I TEND TO GO FOR A SIMPLISTIC KISS approach, which is very similar to the Hogarthian style.
This has in many ways been appropriated by the DIR [Doing It Right] group, but if you look at most of the top technical instructors we have a very similar set-up – simplistic harness and streamlined equipment, all meant to keep the clutter down.

My choice of computer depends on what I’m doing.
My favourite is the Liquivision X1, which is like the iPhone of computers – it’s such a cool gadget. It’s the only computer that makes me smile when I’m using it.
But I also use an Apeks Quantum, a nice simple computer, and occasionally I use a Suunto HeLO2, especially if my students are using them, because I tend to match with them. But my first choice is the X1.

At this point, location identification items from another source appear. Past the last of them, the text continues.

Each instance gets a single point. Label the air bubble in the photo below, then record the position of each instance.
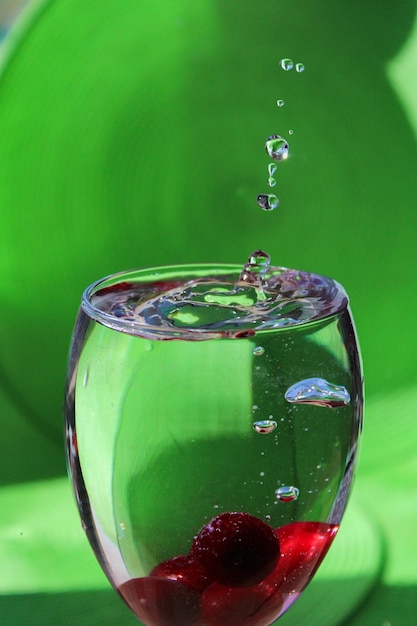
(286, 64)
(264, 427)
(277, 147)
(267, 201)
(287, 494)
(319, 392)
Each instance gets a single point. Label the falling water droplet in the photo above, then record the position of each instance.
(259, 259)
(319, 392)
(255, 269)
(267, 201)
(264, 427)
(287, 494)
(277, 147)
(286, 64)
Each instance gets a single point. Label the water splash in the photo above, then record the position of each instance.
(319, 392)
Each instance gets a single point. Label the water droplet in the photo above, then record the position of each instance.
(286, 64)
(264, 427)
(255, 269)
(259, 260)
(319, 392)
(277, 147)
(287, 494)
(267, 201)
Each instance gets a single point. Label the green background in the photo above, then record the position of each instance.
(131, 134)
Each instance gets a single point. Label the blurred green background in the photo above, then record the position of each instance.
(132, 134)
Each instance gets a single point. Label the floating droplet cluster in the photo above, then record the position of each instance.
(277, 146)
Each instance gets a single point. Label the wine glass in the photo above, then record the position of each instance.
(213, 415)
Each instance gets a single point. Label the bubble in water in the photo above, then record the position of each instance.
(277, 147)
(264, 427)
(267, 201)
(319, 392)
(287, 494)
(286, 64)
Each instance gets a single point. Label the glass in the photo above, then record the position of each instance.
(213, 416)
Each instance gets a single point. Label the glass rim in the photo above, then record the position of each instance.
(190, 271)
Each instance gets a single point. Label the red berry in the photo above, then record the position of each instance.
(184, 570)
(236, 549)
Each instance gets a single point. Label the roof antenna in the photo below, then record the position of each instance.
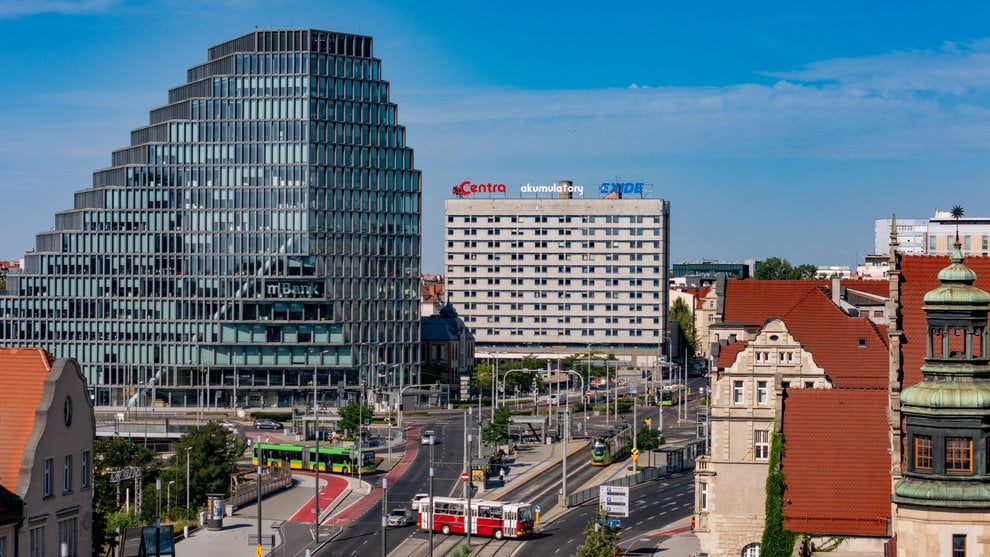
(957, 213)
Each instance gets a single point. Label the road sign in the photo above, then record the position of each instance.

I use a Halcyon wing, harness and backplate. I have a couple of high-quality wings, but the Halcyon seems well-made and solid.
I look for style too. The way I teach my technical diving, I advocate streamlining and simplicity, and the Halcyon stuff really fits in with that.
Like many divers, I started out with a Buddy Commando BC, which I still have and still use occasionally. You can’t beat the old stuff.
Apeks also does quite a nice wing and harness, so I’ve used that in the past.

I’m a big fan of Apeks regs. With technical diving I’ve got two on my twin-set, one for the stages and one for the suit-inflation bottles. They’re simple, cost-effective, reliable and very easy to service.

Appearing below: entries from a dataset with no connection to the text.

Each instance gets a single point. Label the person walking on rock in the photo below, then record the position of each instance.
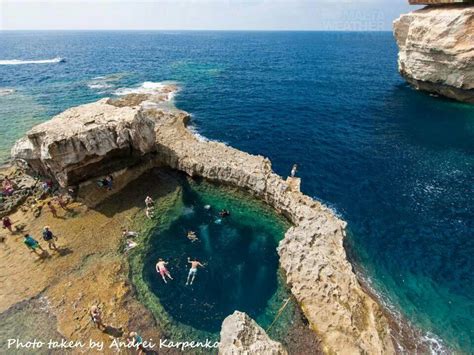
(149, 202)
(49, 238)
(32, 244)
(7, 223)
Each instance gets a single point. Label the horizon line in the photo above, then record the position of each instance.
(184, 30)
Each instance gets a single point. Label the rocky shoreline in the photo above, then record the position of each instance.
(116, 134)
(436, 54)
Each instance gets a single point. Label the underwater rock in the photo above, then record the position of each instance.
(240, 334)
(436, 52)
(342, 314)
(87, 141)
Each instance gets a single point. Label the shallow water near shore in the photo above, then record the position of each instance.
(241, 268)
(397, 164)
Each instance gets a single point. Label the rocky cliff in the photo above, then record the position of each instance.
(240, 335)
(312, 253)
(347, 320)
(87, 141)
(436, 50)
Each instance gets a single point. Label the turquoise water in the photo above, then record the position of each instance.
(395, 163)
(238, 253)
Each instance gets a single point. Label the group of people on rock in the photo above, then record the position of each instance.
(106, 182)
(164, 272)
(150, 207)
(95, 314)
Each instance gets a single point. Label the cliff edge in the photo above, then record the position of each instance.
(339, 311)
(436, 50)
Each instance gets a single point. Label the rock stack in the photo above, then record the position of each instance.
(436, 48)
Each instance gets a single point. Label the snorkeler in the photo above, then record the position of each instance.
(162, 270)
(193, 271)
(224, 213)
(149, 202)
(294, 169)
(192, 236)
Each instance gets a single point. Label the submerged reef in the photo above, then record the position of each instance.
(340, 312)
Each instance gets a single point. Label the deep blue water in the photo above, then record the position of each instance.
(395, 163)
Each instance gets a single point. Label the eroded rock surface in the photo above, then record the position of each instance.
(312, 253)
(346, 319)
(87, 141)
(436, 50)
(240, 335)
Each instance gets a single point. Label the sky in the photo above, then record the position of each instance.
(345, 15)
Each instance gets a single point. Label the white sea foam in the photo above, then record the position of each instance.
(40, 61)
(426, 339)
(99, 86)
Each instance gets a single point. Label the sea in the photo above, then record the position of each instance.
(395, 163)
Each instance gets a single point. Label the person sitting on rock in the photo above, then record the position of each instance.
(96, 316)
(149, 202)
(137, 342)
(7, 187)
(52, 209)
(193, 271)
(109, 182)
(130, 245)
(150, 212)
(192, 236)
(162, 270)
(294, 169)
(128, 233)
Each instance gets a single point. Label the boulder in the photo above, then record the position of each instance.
(241, 335)
(436, 51)
(87, 141)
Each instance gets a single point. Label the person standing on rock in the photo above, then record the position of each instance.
(162, 270)
(53, 210)
(149, 202)
(193, 271)
(109, 182)
(294, 169)
(49, 238)
(32, 244)
(7, 223)
(96, 316)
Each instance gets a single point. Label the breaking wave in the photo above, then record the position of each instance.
(168, 90)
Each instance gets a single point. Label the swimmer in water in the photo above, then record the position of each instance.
(224, 213)
(193, 271)
(192, 236)
(162, 270)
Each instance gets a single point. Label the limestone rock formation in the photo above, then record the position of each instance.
(342, 314)
(240, 335)
(87, 141)
(312, 253)
(436, 50)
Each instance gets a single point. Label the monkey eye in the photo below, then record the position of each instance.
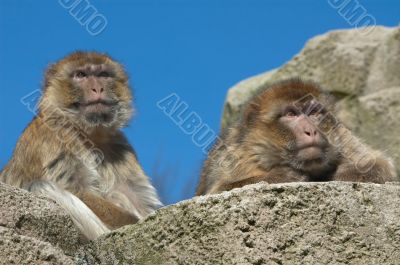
(290, 112)
(104, 74)
(80, 74)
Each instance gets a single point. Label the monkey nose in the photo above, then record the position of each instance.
(98, 90)
(311, 132)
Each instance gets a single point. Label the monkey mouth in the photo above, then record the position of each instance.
(101, 102)
(310, 153)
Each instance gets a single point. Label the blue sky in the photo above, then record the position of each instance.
(196, 49)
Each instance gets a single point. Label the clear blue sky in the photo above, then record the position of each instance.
(196, 49)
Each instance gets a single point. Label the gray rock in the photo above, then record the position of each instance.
(299, 223)
(361, 68)
(30, 220)
(22, 250)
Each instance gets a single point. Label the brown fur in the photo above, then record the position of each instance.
(260, 148)
(64, 156)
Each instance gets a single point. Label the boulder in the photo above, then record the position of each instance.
(361, 68)
(298, 223)
(34, 230)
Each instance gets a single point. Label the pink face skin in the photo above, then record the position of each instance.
(96, 83)
(310, 143)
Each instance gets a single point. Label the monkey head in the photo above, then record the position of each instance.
(286, 124)
(90, 88)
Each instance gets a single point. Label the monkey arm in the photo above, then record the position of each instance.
(275, 175)
(112, 215)
(360, 162)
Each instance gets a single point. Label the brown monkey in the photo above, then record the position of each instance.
(74, 151)
(288, 132)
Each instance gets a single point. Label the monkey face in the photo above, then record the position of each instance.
(90, 88)
(308, 148)
(284, 124)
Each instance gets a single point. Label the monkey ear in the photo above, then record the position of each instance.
(49, 74)
(251, 112)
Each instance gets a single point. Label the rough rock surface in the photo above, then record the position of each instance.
(361, 68)
(34, 230)
(299, 223)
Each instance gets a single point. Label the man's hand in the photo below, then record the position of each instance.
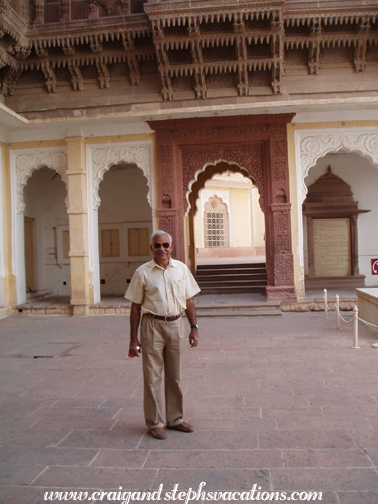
(134, 324)
(193, 337)
(191, 314)
(134, 348)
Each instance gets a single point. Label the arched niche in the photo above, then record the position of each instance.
(23, 163)
(100, 158)
(313, 145)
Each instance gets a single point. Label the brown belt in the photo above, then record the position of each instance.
(160, 317)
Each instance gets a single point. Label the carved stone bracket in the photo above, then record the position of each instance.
(25, 162)
(310, 147)
(102, 157)
(49, 75)
(76, 77)
(103, 74)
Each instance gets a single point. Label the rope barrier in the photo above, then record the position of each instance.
(355, 319)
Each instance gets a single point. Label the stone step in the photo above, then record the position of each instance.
(238, 266)
(232, 278)
(233, 289)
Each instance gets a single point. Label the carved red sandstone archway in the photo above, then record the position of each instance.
(195, 187)
(256, 143)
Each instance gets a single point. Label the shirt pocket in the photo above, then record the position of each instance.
(180, 291)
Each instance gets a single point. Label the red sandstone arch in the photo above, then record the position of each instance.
(258, 144)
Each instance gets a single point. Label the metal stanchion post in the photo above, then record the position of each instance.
(337, 312)
(325, 303)
(355, 327)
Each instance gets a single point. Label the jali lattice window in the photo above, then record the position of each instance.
(216, 229)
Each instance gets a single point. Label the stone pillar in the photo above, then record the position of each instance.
(78, 220)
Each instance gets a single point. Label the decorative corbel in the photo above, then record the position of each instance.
(20, 52)
(3, 5)
(166, 85)
(132, 60)
(243, 84)
(49, 75)
(65, 11)
(76, 76)
(39, 12)
(93, 10)
(276, 78)
(68, 49)
(103, 74)
(200, 83)
(314, 47)
(96, 45)
(9, 81)
(360, 46)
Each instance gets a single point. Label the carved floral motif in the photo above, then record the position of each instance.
(103, 158)
(312, 147)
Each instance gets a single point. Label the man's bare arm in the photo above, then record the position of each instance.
(134, 325)
(191, 314)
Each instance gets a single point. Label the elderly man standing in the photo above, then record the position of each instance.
(161, 290)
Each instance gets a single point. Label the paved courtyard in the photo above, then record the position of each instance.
(282, 403)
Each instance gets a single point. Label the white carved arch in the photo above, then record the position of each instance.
(100, 158)
(310, 146)
(23, 163)
(27, 161)
(103, 157)
(243, 170)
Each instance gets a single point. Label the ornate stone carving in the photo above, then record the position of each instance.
(314, 146)
(102, 158)
(246, 145)
(26, 161)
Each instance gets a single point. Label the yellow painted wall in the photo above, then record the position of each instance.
(240, 218)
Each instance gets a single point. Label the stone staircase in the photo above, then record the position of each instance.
(232, 278)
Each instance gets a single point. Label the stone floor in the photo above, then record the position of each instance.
(281, 403)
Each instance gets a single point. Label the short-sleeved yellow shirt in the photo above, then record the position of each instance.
(162, 291)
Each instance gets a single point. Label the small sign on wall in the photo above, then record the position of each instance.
(374, 266)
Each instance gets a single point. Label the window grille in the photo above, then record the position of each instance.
(215, 229)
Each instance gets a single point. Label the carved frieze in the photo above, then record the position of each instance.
(202, 42)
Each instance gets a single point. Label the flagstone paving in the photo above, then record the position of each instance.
(282, 403)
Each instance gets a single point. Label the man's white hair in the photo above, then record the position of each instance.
(158, 233)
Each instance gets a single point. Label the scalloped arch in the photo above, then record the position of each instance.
(311, 147)
(102, 158)
(197, 178)
(26, 162)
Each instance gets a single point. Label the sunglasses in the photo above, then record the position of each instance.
(158, 245)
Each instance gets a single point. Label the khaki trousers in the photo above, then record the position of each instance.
(162, 347)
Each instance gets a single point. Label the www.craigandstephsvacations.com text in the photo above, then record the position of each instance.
(255, 494)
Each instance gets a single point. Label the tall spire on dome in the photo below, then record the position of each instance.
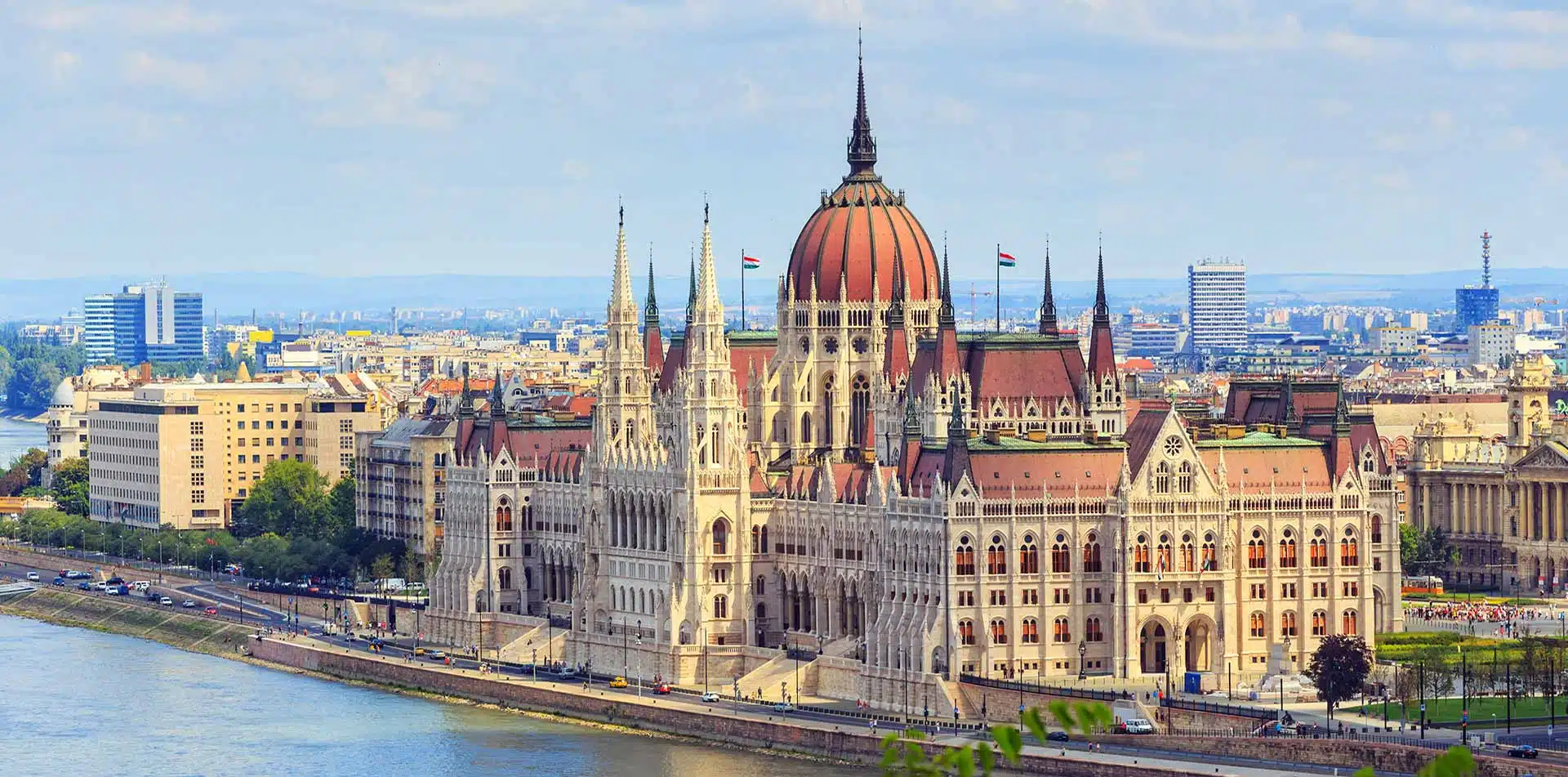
(862, 146)
(1048, 303)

I’ve got two rebreathers, a KISS and an Inspiration. I’ve had the KISS for three or four years and the Inspiration only for a year or so, but the more I dive with the Inspiration the more I like it.
I tend to focus on open-circuit when I’m training, and use rebreathers for my own diving, so it probably comes down to about 75% open-circuit and the rest rebreather.

At the moment I’m wearing an Oceanic Shadow, although I go through a number of different masks – whatever does the job. I’m not particular about masks.

Fins are also among the items I’m least fussy about. I’ve got two pairs. One is a pair of US Divers fins that I bought in 1987 and never changed, apart from changing the straps a couple of times. They’re well-worn, but they do the job.
I have a pair of Jet Fins as well, so I keep it simple and straightforward.

I’m using a compressed Neoprene suit at the moment. It’s actually a bit of an experimental suit that O’Three put together for me, because I wanted to test out some 1mm Neoprene panels.
I’ve done about 200 dives and I’m very happy with it, and O’Three has now launched a 1mm suit on the market. Before, I had a Hunter VSN 1100 Tek.

This is one of the things that’s important to me, as I spend a lot of time in the water. I’m a big fan of Fourth Element stuff. At the moment I’m using Arctics under my drysuit.
When it’s really cold I’ll use a Subxero, but it’s almost too hot to wear at other times. I usually wear some combination of Fourth Elements, from a thin Xerotherm in summer through to the Subxero.

In summer I use Fourth Element gloves, and in winter I’ve been using Typhoon Hyperflex gloves. These fit really well, cut down on flushing and keep my hands much warmer. The instructors at Wraysbury Lake told me about these.

I use a Salvo 21W HID. Salvo doesn’t exist any more, but my lamp has been all around the world with me, never gone wrong and never given me a problem.
For back-up lights I tend to use Halcyon Scout LEDs. I use them mainly for wreck-penetration diving, but I leave them on the harness even for normal diving because it’s easy – they don’t get in the way.

As my overall philosophy is to use the right kit for the job, my choice of reel depends on what I’m doing. For wreck-penetration diving I use a Kent Tooling reel. It is incredibly solidly built and very reliable – it has never let me down.
For normal UK sea diving I use a Narked At 60 Tech, which is a small, compact reel with 65m of line. I also use Halcyon spools as back-ups.

I have a small generic belt-knife, and I recently bought an Ezicut line-cutter, which is pretty impressive. It’s very compact, but the great thing about it is that it can slice through rope, line and even webbing with no effort.
A knife won’t fit the type of one-piece harness I have very well, so a line-cutter is a good idea.